How are we to be certain it is voluntary and there are no mistakes made?
First of all, we know of those people who don't like to be a bother. Words we have all heard so often - "I'm getting a bit of a burden for my family, I'd be better out of the way." True, that person may be hard work for the family but, despite the occasional cross moment, the family and staff really find it a privilege to look after Nana and it helps if they can get some respite from time to time.
But how many people will request euthanasia because they feel they ought to, not because they want to? How many will request euthanasia for their families' sake and not their own? If the law is passed, how many of some of our best people - best because they are unselfish and think of others - will die illegally? It is voluntary not volunteer euthanasia, but it may be difficult at times to separate them.
That could happen in the best of households, but what could happen in the not-so-best? The subtle hints that Mum would be better out of the way. Far-fetched? I'm not so sure. There is a lot of good in people, sometimes an astounding amount - the daughter lovingly, sacrificially caring for her aged Dad who sexually assaulted her throughout her childhood - but there is a bad side to humanity as well.
I have heard children arguing over the patient's bed over the assets soon to become available - and I well remember an oldish man who came to us for symptom control. He was quite ill but rallied when his symptoms improved. Ten days later, when he was ready to go home, we found his children had sold his flat without telling even him. So we had to find a place in a residential home.
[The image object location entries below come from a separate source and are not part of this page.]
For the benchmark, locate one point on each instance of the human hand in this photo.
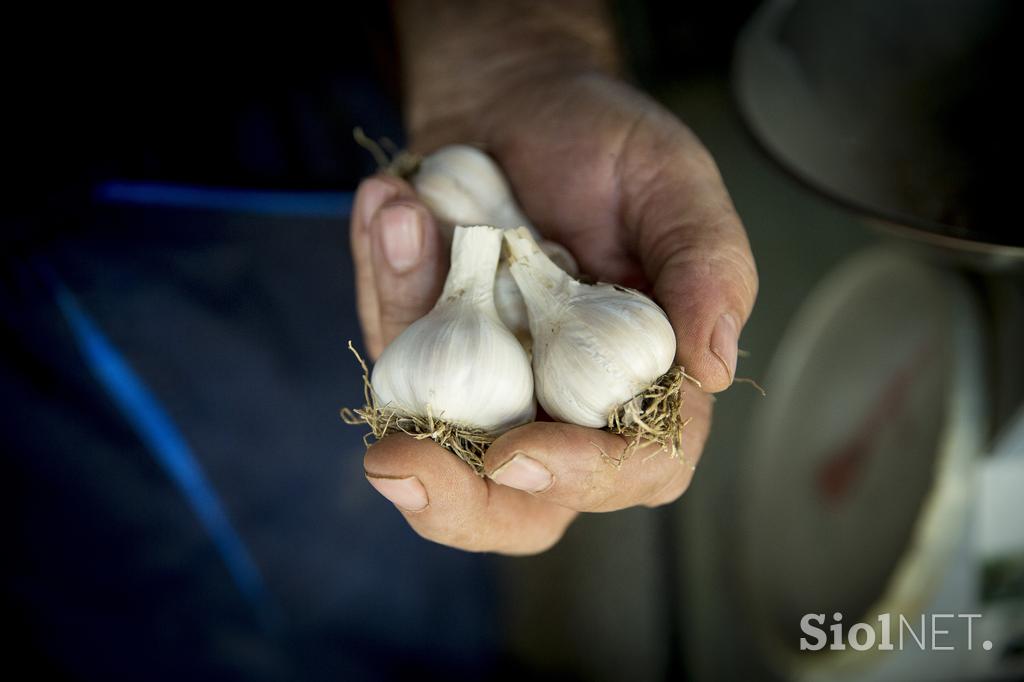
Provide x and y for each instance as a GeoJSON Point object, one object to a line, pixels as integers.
{"type": "Point", "coordinates": [637, 199]}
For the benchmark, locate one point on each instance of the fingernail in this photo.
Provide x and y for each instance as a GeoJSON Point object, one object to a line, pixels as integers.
{"type": "Point", "coordinates": [724, 340]}
{"type": "Point", "coordinates": [523, 473]}
{"type": "Point", "coordinates": [401, 236]}
{"type": "Point", "coordinates": [407, 494]}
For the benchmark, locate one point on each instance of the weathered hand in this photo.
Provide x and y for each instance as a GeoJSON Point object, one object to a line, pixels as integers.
{"type": "Point", "coordinates": [631, 192]}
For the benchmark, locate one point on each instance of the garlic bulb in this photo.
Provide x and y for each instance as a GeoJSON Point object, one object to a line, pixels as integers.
{"type": "Point", "coordinates": [459, 364]}
{"type": "Point", "coordinates": [462, 185]}
{"type": "Point", "coordinates": [595, 346]}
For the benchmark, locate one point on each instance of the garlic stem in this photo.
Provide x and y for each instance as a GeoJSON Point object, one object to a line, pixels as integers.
{"type": "Point", "coordinates": [537, 275]}
{"type": "Point", "coordinates": [474, 260]}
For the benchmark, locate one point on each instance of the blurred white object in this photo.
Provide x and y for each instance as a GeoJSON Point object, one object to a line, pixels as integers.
{"type": "Point", "coordinates": [868, 489]}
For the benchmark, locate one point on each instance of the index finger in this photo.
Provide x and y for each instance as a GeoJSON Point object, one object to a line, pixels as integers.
{"type": "Point", "coordinates": [584, 469]}
{"type": "Point", "coordinates": [691, 244]}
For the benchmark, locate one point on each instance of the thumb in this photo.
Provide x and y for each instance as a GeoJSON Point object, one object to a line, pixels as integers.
{"type": "Point", "coordinates": [410, 263]}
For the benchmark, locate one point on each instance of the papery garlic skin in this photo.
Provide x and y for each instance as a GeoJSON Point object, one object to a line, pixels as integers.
{"type": "Point", "coordinates": [595, 346]}
{"type": "Point", "coordinates": [462, 185]}
{"type": "Point", "coordinates": [460, 364]}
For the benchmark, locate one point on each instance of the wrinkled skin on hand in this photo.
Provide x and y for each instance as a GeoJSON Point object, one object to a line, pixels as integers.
{"type": "Point", "coordinates": [607, 172]}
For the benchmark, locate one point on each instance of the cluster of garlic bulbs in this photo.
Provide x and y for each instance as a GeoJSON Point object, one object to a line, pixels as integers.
{"type": "Point", "coordinates": [595, 348]}
{"type": "Point", "coordinates": [462, 185]}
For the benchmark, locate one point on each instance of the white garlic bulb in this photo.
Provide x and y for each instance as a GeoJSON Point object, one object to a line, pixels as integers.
{"type": "Point", "coordinates": [459, 364]}
{"type": "Point", "coordinates": [595, 346]}
{"type": "Point", "coordinates": [462, 185]}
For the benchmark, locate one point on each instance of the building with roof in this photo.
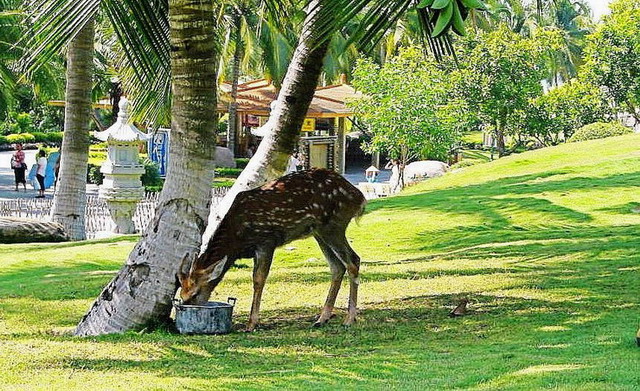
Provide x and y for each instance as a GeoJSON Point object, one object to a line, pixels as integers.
{"type": "Point", "coordinates": [323, 139]}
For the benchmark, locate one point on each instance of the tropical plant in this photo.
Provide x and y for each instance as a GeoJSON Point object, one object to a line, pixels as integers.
{"type": "Point", "coordinates": [600, 130]}
{"type": "Point", "coordinates": [21, 93]}
{"type": "Point", "coordinates": [143, 289]}
{"type": "Point", "coordinates": [553, 117]}
{"type": "Point", "coordinates": [613, 56]}
{"type": "Point", "coordinates": [499, 73]}
{"type": "Point", "coordinates": [405, 105]}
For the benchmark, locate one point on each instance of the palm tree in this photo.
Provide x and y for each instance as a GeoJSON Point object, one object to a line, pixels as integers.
{"type": "Point", "coordinates": [141, 292]}
{"type": "Point", "coordinates": [145, 286]}
{"type": "Point", "coordinates": [70, 198]}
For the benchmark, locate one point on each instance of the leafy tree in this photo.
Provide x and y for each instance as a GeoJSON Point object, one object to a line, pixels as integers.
{"type": "Point", "coordinates": [600, 130]}
{"type": "Point", "coordinates": [405, 105]}
{"type": "Point", "coordinates": [613, 56]}
{"type": "Point", "coordinates": [500, 72]}
{"type": "Point", "coordinates": [553, 117]}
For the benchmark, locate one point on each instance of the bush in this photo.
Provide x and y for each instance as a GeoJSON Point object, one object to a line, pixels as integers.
{"type": "Point", "coordinates": [151, 179]}
{"type": "Point", "coordinates": [20, 138]}
{"type": "Point", "coordinates": [54, 137]}
{"type": "Point", "coordinates": [599, 130]}
{"type": "Point", "coordinates": [40, 137]}
{"type": "Point", "coordinates": [241, 162]}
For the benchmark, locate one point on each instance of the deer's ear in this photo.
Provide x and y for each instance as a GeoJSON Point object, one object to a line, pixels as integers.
{"type": "Point", "coordinates": [216, 269]}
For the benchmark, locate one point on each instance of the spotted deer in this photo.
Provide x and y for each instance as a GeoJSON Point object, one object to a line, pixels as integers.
{"type": "Point", "coordinates": [315, 202]}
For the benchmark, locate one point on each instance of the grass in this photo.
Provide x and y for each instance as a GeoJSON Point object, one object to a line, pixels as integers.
{"type": "Point", "coordinates": [544, 244]}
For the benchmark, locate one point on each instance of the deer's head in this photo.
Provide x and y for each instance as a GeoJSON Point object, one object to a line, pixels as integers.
{"type": "Point", "coordinates": [198, 283]}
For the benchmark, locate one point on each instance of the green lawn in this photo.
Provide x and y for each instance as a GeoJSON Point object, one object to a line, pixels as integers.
{"type": "Point", "coordinates": [544, 244]}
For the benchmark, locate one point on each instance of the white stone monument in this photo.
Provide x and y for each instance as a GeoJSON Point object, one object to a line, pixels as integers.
{"type": "Point", "coordinates": [122, 188]}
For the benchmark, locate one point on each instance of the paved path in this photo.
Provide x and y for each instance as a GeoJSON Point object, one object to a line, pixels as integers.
{"type": "Point", "coordinates": [354, 175]}
{"type": "Point", "coordinates": [7, 179]}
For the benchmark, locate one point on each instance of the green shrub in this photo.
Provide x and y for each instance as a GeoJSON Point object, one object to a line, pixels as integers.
{"type": "Point", "coordinates": [599, 130]}
{"type": "Point", "coordinates": [40, 137]}
{"type": "Point", "coordinates": [242, 162]}
{"type": "Point", "coordinates": [16, 139]}
{"type": "Point", "coordinates": [228, 172]}
{"type": "Point", "coordinates": [222, 182]}
{"type": "Point", "coordinates": [29, 138]}
{"type": "Point", "coordinates": [54, 137]}
{"type": "Point", "coordinates": [151, 179]}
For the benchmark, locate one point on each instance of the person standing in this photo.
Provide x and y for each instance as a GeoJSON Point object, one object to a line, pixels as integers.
{"type": "Point", "coordinates": [19, 167]}
{"type": "Point", "coordinates": [395, 182]}
{"type": "Point", "coordinates": [293, 163]}
{"type": "Point", "coordinates": [301, 161]}
{"type": "Point", "coordinates": [42, 169]}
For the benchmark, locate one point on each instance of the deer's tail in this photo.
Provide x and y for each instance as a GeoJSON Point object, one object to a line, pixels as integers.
{"type": "Point", "coordinates": [360, 213]}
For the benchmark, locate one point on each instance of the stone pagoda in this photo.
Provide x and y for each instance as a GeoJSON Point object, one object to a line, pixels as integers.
{"type": "Point", "coordinates": [122, 188]}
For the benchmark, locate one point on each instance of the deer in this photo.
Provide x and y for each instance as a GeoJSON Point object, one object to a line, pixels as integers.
{"type": "Point", "coordinates": [316, 202]}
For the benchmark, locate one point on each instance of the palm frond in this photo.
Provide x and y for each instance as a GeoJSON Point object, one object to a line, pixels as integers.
{"type": "Point", "coordinates": [56, 22]}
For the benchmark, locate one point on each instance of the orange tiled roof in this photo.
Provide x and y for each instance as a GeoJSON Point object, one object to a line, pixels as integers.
{"type": "Point", "coordinates": [255, 98]}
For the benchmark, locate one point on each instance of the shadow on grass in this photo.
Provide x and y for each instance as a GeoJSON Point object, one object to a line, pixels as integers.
{"type": "Point", "coordinates": [399, 339]}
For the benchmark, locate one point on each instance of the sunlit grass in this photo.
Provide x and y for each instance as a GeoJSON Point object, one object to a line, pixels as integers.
{"type": "Point", "coordinates": [544, 244]}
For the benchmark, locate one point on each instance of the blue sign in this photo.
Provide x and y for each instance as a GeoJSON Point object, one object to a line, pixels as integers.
{"type": "Point", "coordinates": [159, 149]}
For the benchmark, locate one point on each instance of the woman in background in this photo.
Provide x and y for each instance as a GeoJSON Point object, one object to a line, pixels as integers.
{"type": "Point", "coordinates": [42, 169]}
{"type": "Point", "coordinates": [19, 167]}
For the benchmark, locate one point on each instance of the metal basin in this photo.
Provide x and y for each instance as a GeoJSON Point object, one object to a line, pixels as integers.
{"type": "Point", "coordinates": [211, 318]}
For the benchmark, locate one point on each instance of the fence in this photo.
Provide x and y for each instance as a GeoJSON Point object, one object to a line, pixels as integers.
{"type": "Point", "coordinates": [97, 217]}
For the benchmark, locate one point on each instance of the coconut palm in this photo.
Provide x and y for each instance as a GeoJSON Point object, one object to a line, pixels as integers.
{"type": "Point", "coordinates": [70, 198]}
{"type": "Point", "coordinates": [142, 290]}
{"type": "Point", "coordinates": [144, 287]}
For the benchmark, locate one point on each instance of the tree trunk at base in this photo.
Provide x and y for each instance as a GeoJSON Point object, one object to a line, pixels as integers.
{"type": "Point", "coordinates": [284, 124]}
{"type": "Point", "coordinates": [500, 144]}
{"type": "Point", "coordinates": [141, 293]}
{"type": "Point", "coordinates": [70, 197]}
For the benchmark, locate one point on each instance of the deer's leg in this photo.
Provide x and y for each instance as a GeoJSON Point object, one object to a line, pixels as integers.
{"type": "Point", "coordinates": [261, 266]}
{"type": "Point", "coordinates": [338, 243]}
{"type": "Point", "coordinates": [353, 268]}
{"type": "Point", "coordinates": [337, 273]}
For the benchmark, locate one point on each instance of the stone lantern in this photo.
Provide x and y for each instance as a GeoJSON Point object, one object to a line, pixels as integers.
{"type": "Point", "coordinates": [122, 188]}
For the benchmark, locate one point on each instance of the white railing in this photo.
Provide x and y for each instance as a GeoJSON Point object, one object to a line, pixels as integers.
{"type": "Point", "coordinates": [97, 218]}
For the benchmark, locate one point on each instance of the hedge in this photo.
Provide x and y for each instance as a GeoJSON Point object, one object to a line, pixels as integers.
{"type": "Point", "coordinates": [599, 130]}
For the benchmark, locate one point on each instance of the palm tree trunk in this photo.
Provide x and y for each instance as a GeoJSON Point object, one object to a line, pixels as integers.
{"type": "Point", "coordinates": [70, 197]}
{"type": "Point", "coordinates": [233, 105]}
{"type": "Point", "coordinates": [140, 295]}
{"type": "Point", "coordinates": [284, 124]}
{"type": "Point", "coordinates": [500, 144]}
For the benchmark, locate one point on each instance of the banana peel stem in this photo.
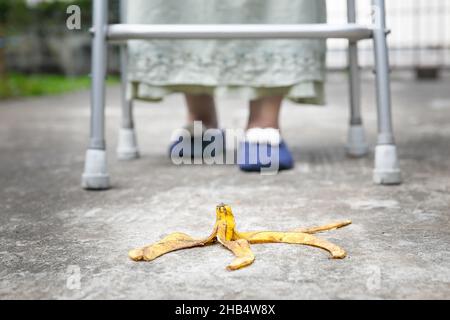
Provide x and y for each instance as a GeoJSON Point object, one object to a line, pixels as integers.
{"type": "Point", "coordinates": [238, 243]}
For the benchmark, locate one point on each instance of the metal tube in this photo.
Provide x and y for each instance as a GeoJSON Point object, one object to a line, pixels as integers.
{"type": "Point", "coordinates": [99, 57]}
{"type": "Point", "coordinates": [385, 134]}
{"type": "Point", "coordinates": [354, 77]}
{"type": "Point", "coordinates": [354, 32]}
{"type": "Point", "coordinates": [127, 103]}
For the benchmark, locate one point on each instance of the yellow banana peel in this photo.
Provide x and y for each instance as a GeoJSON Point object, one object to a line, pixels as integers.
{"type": "Point", "coordinates": [238, 243]}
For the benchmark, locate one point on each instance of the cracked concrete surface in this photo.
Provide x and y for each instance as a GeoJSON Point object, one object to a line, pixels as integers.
{"type": "Point", "coordinates": [50, 229]}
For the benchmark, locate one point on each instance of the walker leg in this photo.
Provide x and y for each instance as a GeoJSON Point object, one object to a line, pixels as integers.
{"type": "Point", "coordinates": [387, 169]}
{"type": "Point", "coordinates": [95, 174]}
{"type": "Point", "coordinates": [127, 148]}
{"type": "Point", "coordinates": [356, 139]}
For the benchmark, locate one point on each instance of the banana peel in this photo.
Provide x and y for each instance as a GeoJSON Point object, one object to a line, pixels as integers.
{"type": "Point", "coordinates": [238, 243]}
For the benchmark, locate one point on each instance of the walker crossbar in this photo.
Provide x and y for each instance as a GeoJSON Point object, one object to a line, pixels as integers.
{"type": "Point", "coordinates": [386, 171]}
{"type": "Point", "coordinates": [352, 32]}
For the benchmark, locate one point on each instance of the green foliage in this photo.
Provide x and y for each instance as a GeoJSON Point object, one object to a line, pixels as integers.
{"type": "Point", "coordinates": [20, 85]}
{"type": "Point", "coordinates": [18, 17]}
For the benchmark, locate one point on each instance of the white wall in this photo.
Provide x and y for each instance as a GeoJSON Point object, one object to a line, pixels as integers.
{"type": "Point", "coordinates": [420, 32]}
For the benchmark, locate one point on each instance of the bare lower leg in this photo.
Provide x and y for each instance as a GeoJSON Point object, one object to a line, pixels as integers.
{"type": "Point", "coordinates": [265, 112]}
{"type": "Point", "coordinates": [202, 108]}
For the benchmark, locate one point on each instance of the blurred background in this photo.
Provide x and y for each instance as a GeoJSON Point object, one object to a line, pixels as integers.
{"type": "Point", "coordinates": [39, 55]}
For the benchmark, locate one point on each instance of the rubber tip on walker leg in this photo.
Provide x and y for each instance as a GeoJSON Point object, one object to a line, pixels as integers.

Some people want others out of the way.
How are we to protect the vulnerable?
I note that in Holland, 20 percent - 1 in 5 - were killed without the patient's permission. That doesn't say much for free choice and patient autonomy - the fundamental reason for the Death With Dignity Bill.
In the statistics at the back of Lesley Martin's book "To Die Like a Dog" it records (page 234) that in 1995, 913 people had termination of life without express request (a little better than 1990 when it was 976). How can we even contemplate a change of law here until we know how to make euthanasia voluntary?
One person dying against their will is too much, let alone 913. Ironically, I seem now to be the one asking for more patient autonomy.
I'll finish with one or two very practical medical matters:
- It looks as if doctors will have to do it. All our training and
work, all our getting up at night to emergencies, is to preserve life. The
New Zealand Medical Association is against the bill. will there be many
willing to actually take life away? I don't know. Possibly after the first
kill it becomes easier.
- Depressed people, and people with a low mood, often feel like suicide,
so will there be safeguards against euthanasia for depression? But
depression is notoriously difficult to diagnose in the terminally ill, and
low mood can rise with support - it is a Kübler-Ross stage. And where will
the psychiatrists come from? We are short already. It may take several
consultations to be certain that there is no treatable depression.
- Will the end always be so dignified? An intravenous injection, Thiopentone, to put to sleep and then a drug to paralyse the muscles so breathing stops? I would guess this is the best way and the most dignified. The bill does not specify the means
Second year house surgeons and anaesthetists are of course the experts in vein cannulisation, but would patients be willing to go to hospital for this, or would those hospital doctors be willing to attend homes to euthanise? I doubt both scenarios.
I think my three biggest worries are good people accepting voluntary euthanasia for other people, and bad people using it for their own ends, which will lead to a growing mistrust of a doctor or nurse's good intentions.
Personally I don't believe in killing anyone.
The doctor/patient, nurse/patient relationship is vitally important at the end of life and I believe that we should put our energies into hospice services which encourage people to find a positive phase of life, even in their dying.